More recent efforts appear to use a combination of left and right brain capacity to take in the complete visual field. By learning to become calm and focusing on the pages of a book, some people are able to process 50 to 60 pages a minute with good comprehension.
Breakthrough Rapid Reading
Breakthrough Rapid Reading: Peter Kump's Breakthrough Rapid Reading is, perhaps, the most complete speed reading book available. It lays out all the steps you need to take to both increase your reading speed and improve your comprehension.
Peter Kump, Director of Peter Kump Reading Consultants, initially worked for the Evelyn Wood Reading Dynamics organization. He eventually became their National Director of Education. His experience with speed reading is extensive and he even worked with the President's staff at the White House.
His Breakthrough Rapid Reading book is an attempt to bring speed reading and comprehension skills to people who cannot afford to attend a formal speed reading course.
This book leads you through the practice sessions that will develop proficiency in the art of speed reading. He beings by getting you to use your index finger as a pointer. You move your finger along each line of text to keep your eyes moving forward. This helps eliminate regressions (re-reading passages) and gets you reading each line faster than ever before.
Using the finger pointer technique will have you reading faster than you can sub-vocalize. You therefore can only sub-vocalize occasionally words and your reading speed jumps up again.
He then presents some recall techniques that will help in your comprehension. He calls one technique the "magic line". Here, on a diagonal line you write a word or two that describes the major topic of the passage or chapter.
You add lines springing from the magic line diagonal that describe the individual topics covered in the passage. Add additional lines from each topic describing the details or examples used to discuss the individual topics.
In this way you can recall as much connected information as possible about the passage you read.
You also need to understand the purpose of your reading. For example, reading a passage to pass a 10 question test would require more thorough, and slower, reading than reading to engage in a classroom discussion. Knowing your purpose for reading will help you pace yourself.
Peter adds a helpful discussion about how authors write that further helps you glean information from the material you read.

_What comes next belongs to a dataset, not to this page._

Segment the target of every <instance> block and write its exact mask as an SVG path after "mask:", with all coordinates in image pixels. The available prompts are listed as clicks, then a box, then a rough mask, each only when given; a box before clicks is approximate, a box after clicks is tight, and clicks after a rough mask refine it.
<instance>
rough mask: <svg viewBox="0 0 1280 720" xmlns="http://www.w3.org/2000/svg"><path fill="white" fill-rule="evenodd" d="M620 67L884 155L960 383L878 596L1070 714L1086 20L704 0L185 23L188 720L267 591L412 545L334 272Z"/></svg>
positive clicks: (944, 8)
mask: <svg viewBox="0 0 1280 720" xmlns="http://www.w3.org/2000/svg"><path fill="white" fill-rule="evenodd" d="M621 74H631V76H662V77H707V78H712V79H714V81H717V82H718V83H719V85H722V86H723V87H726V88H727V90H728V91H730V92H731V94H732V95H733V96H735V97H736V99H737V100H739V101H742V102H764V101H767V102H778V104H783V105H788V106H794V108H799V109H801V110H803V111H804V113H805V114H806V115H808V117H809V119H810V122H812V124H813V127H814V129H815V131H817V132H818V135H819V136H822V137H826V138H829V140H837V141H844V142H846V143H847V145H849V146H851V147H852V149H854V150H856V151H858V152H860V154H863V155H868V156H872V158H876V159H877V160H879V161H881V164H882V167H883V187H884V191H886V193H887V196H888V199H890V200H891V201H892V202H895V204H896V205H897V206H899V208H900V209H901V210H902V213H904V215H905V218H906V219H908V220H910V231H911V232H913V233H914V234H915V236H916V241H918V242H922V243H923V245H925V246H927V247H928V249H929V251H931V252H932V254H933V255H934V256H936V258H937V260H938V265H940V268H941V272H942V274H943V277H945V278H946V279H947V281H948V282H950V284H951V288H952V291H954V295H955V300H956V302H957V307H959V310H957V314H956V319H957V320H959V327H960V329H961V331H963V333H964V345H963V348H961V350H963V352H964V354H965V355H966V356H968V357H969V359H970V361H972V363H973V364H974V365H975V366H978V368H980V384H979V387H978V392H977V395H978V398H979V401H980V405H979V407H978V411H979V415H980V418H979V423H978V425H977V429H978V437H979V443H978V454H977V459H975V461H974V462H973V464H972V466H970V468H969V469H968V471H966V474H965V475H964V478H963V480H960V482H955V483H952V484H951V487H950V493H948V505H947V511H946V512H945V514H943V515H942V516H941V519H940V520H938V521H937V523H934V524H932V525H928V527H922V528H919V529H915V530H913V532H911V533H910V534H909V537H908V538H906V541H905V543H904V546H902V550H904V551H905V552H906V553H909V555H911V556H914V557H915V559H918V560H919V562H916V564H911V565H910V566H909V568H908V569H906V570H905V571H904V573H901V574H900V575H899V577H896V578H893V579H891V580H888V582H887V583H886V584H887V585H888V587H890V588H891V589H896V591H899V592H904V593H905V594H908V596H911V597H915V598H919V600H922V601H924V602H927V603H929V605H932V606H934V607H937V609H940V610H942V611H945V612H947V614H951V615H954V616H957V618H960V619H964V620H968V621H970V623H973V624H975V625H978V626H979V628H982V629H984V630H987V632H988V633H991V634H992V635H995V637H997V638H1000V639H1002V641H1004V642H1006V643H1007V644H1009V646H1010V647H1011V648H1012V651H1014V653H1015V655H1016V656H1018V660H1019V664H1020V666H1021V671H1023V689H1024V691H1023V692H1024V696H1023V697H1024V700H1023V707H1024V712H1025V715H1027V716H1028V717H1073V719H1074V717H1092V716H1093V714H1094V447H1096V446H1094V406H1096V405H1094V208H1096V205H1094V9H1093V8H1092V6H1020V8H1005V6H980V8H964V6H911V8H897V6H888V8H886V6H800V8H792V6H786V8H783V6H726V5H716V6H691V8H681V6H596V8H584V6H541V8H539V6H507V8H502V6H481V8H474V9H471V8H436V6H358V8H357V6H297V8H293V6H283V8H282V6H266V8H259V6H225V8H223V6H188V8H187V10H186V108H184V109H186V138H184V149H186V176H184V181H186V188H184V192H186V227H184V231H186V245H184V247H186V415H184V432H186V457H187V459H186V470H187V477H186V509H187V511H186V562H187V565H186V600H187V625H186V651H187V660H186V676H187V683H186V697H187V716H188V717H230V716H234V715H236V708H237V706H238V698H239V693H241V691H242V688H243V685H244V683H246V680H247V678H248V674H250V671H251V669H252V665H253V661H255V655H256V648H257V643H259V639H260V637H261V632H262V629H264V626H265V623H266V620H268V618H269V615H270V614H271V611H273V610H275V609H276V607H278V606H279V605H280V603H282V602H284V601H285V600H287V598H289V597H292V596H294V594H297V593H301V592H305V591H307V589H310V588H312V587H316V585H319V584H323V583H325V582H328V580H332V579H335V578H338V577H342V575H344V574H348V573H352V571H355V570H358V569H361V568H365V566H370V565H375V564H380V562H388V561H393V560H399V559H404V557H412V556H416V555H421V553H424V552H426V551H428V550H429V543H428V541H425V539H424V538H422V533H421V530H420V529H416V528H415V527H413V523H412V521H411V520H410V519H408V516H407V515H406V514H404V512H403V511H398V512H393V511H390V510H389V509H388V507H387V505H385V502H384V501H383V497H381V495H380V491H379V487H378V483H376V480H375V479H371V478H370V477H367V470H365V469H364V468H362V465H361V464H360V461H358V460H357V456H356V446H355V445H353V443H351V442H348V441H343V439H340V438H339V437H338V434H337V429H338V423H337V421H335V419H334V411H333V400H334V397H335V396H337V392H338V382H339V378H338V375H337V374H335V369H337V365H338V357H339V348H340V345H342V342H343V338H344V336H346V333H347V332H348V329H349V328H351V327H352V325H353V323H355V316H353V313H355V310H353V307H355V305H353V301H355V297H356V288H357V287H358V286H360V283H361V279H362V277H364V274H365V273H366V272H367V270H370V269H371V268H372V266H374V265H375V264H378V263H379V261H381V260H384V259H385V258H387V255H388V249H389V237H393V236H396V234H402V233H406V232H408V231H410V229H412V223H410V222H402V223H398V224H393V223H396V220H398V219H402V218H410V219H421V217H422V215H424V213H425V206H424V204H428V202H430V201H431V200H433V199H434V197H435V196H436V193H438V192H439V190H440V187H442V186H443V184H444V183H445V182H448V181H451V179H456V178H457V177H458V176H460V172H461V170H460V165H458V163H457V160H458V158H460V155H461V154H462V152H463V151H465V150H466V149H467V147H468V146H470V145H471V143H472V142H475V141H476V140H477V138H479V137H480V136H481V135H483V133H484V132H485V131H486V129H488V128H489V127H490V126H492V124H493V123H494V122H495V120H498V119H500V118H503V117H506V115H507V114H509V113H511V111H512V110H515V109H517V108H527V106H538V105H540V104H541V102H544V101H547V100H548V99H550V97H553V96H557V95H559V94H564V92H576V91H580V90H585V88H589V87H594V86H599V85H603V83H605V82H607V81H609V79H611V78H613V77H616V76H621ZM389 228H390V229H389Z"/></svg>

You then get into more advanced hand movements that can help increase the speed of your reading. One hand movement involves the dusting technique (where your rapidly wave your hand back and forth as you move it down the page). This allows your eyes to glimpse important words on the page so you can know what the page is about.
Another hand movement is the circling movement in which your fingers move left to right along one line then on the return trip they make circles over the following three lines or so, allowing you to take in important words to help understand that passage.

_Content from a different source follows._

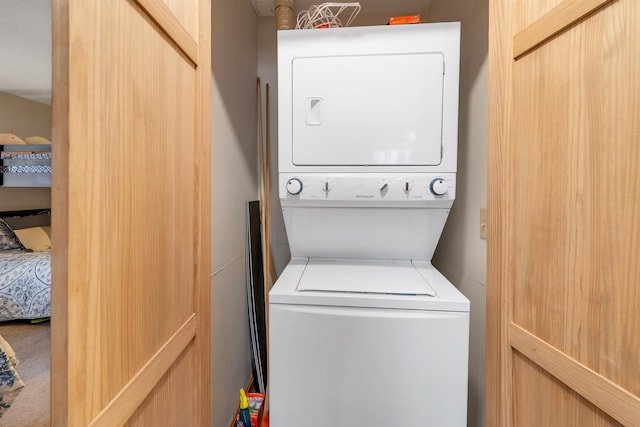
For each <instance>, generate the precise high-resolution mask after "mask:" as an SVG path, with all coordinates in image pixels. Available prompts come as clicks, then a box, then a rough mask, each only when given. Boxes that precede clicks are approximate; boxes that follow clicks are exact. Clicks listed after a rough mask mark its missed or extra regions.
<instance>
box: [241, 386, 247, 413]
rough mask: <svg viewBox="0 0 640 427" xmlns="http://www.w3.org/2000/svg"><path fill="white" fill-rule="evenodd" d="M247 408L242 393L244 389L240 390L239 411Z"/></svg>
mask: <svg viewBox="0 0 640 427" xmlns="http://www.w3.org/2000/svg"><path fill="white" fill-rule="evenodd" d="M248 407H249V401H248V400H247V395H246V393H245V392H244V389H243V388H241V389H240V409H247V408H248Z"/></svg>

A number of other techniques and tips are included in the book to make it a thorough study of speed reading and comprehension.
I found Breakthrough Rapid Reading to be as complete a guide to speed reading as I could imagine. The explanations were very clear and there were plenty of "exercises" to make sure you grasped the technique and could put it into practice.
The techniques for recall and organizing the information in a passage were excellent. I wish I had known these techniques when I was in school. I would have performed much better on tests.
I probably doubled my reading speed using only the first finger pointer technique. Reducing sub-vocalization and pushing up my reading speed is well worth the price of the book. I practiced the "circling" technique but did not seem to make much progress with it.
To be honest, I read the chapters in the book and read the exercises. But, rather than perform the exercises I plowed on ahead to get to the next chapter to learn new technique or read the next tips. I'll bet most of you would do this, too.
I believe to make Breakthrough Rapid Reading effective for you, you have to be disciplined enough to perform the exercises and go slowly enough through each chapter of the book to practice each technique until you have mastered it.
In today's computerized world, online instruction can really help speed up learning. While a book can provide information, I think most of us would favor and benefit most from the use of computer training to improve our reading skills.
While Breakthrough Rapid Reading costs under $15, a computer training program can run $75 to $300. For young people today, a computerized speed reading would be more than worthwhile.